Face à la gravité des fautes caractérisées, le tribunal choisit la sanction de l’interdiction de gérer. Il use du pouvoir discrétionnaire que lui confère l’article L. 653-8 du code de commerce. Ce texte permet de prononcer l’interdiction « à la place de la faillite personnelle » pour les fautes des articles L. 653-3 à L. 653-6. Le juge retient cette mesure pour une durée de trois ans, ce qui démontre une appréciation sévère des manquements. L’interdiction est large, visant toute entreprise commerciale, artisanale, agricole ou toute personne morale. Cette sanction a une finalité préventive et protectrice de l’ordre public économique. Elle vise à écarter des fonctions de direction une personne dont la gestion s’est révélée déficiente et non coopérative. Le prononcé de cette mesure personnelle marque la sanction de comportements jugés incompatibles avec les responsabilités d’un dirigeant.
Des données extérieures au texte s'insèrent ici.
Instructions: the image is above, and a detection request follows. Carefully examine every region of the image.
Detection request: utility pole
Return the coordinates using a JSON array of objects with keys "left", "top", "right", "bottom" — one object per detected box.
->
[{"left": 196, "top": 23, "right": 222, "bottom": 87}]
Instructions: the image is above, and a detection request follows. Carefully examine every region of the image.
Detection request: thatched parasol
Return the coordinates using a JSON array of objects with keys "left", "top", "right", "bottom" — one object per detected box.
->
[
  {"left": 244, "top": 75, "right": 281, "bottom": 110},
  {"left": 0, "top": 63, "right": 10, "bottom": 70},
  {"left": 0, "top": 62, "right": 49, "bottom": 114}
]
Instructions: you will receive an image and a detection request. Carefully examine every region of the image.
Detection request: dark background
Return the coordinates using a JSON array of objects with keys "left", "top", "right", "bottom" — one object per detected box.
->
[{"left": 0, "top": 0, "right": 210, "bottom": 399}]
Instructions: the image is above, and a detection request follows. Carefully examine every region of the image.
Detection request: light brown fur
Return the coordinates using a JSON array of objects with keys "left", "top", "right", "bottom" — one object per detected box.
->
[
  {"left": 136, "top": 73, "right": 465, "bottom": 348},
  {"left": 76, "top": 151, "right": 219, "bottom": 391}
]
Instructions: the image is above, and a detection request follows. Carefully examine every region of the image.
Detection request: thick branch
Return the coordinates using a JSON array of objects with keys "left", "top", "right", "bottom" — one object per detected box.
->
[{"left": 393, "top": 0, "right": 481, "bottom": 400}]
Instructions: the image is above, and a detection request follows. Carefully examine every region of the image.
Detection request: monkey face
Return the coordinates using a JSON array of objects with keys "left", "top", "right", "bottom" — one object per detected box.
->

Le tribunal ordonne également l’exécution provisoire de sa décision malgré une disposition légale contraire. Il reconnaît que l’article R. 661-1 du code de commerce exclut l’exécution de plein droit pour les interdictions de gérer. Cependant, il estime que « la sanction personnelle ayant pour finalité de préserver et garantir l’intérêt général et l’ordre public économique, il serait évident que le Tribunal ordonnera l’exécution à titre provisoire ». Cette motivation est essentielle car elle donne effet immédiat à la sanction. Elle empêche le dirigeant de continuer à gérer une entreprise pendant un éventuel appel. Le juge place ainsi la protection de l’économie et des tiers au-dessus de la règle de droit commun sur l’exécution provisoire. Cette décision renforce l’effectivité et la dissuasion des sanctions prononcées en matière de procédures collectives.

Source : Cour de cassation – Base Open Data « Judilibre » & « Légifrance ».